Mayor Jack Ford and challenger Carty Finkbeiner wrap up a forum that included candidates for City Council, the school board, and judgeships.
With the riot Saturday in North Toledo still fresh on many minds, Mayor Jack Ford and challenger Carty Finkbeiner both pledged last night to maintain, if not increase, police and firefighting manpower as dozens in both services become eligible for retirement next year.
Addressing an audience of about 50 people at the Old West End Association's annual Candidates' Night, Mr. Finkbeiner said he would meet with those eligible to retire to urge them to stay for at least another year.
Mayor Ford said police and fire training classes are planned for 2006.
The rivals agreed that the violence that broke out Saturday at Central Avenue and Mulberry Street is an indication of work that needs to be done in city neighborhoods.
Mayor Ford said the riot "was in a confined area," with people just a few blocks away going about their daily routines, while Mr. Finkbeiner said it is now time "to move forward."

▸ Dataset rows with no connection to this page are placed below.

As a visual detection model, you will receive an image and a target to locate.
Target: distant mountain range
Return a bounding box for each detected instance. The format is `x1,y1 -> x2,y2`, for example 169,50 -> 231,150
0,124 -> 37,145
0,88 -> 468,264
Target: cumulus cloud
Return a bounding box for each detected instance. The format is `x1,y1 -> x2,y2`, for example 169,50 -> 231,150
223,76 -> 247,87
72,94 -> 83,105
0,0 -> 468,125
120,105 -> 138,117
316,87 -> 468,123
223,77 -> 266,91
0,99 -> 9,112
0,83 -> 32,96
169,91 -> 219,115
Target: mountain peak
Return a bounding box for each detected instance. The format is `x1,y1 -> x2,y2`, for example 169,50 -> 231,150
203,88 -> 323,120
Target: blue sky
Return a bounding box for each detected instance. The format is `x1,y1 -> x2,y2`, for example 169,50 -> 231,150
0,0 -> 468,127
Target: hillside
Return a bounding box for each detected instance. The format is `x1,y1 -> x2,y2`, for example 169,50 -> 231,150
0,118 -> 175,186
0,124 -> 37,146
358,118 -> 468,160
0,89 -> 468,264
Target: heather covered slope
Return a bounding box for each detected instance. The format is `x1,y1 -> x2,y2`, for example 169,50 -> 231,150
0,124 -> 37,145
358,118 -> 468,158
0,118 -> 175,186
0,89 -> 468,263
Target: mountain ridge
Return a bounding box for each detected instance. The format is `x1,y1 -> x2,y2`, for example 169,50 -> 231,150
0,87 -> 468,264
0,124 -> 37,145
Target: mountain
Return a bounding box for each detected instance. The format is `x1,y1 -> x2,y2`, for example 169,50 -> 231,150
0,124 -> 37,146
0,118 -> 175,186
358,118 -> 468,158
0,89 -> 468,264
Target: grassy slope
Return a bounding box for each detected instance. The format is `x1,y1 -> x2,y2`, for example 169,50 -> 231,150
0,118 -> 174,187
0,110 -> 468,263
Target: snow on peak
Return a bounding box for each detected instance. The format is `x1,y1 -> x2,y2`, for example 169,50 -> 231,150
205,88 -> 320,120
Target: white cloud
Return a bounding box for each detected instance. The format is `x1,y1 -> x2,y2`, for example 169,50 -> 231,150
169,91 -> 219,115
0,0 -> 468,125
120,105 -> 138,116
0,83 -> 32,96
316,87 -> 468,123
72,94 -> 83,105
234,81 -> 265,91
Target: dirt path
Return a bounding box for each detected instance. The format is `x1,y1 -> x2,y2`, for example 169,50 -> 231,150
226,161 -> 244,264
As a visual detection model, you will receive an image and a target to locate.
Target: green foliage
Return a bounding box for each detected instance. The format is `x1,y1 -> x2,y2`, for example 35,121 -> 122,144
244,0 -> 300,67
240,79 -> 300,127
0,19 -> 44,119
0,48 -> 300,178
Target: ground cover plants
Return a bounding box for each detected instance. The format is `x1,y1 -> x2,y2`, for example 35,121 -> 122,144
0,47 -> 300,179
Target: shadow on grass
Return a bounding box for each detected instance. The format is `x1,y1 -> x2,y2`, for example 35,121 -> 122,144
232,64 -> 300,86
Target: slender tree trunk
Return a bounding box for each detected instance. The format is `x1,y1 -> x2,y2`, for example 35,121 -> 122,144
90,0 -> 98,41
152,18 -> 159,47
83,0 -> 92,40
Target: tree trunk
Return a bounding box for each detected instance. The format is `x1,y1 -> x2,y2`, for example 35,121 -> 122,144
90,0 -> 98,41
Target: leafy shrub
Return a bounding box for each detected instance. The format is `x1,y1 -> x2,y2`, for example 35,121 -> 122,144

Along with the two mayoral candidates, 10 people running for City Council, five Toledo Board of Education candidates, and seven people seeking election or re-election to Toledo Municipal Court judgeships gave brief presentations to the assembly in the carriage house at Manor View, 2305 Collingwood Blvd.
They then took turns answering written questions submitted by audience members, though the questions were limited to just two for the council candidates and one for the school board - and no questions were offered for the judicial candidates.
Mr. Ford's and Mr. Finkbeiner's remarks about police and fire manpower effectively echoed comments made earlier in the evening by several council candidates, who praised the police response to the riot. The council candidates also promised efforts to bring the department up to at least its current authorized manpower of 700.
The city now has several dozen fewer officers than that, Councilman Frank Szollosi noted.
Besides public safety and community relations, economic development and energy costs were leading issues raised during the forum.
Several council candidates, in particular, told the gathering that the two go hand in hand, with Toledo's high electricity and natural gas rates hindering the city's job-growth potential.
Along with threatening to bust many local homeowners' winter heating budgets, rising gas rates are "the single biggest reason" Toledo is struggling to attract business, candidate Mark Sobczak said.
"We need to rein in Columbia Gas, and demand an audit of their books to see where the money is going," he said.
Council incumbent George Sarantou agreed that the gas company's accounts deserve inspection, but he and other incumbents said it is a fight local officials need to take to the Public Utilities Commission of Ohio.
"The problem is in Columbus, and we'd better get the message [delivered] down there," Mr. Sarantou said.
Asked how they would handle cost overruns in the city's school construction program, the school board candidates said the keys will be asking relevant questions and adapting the program to live within the available budget.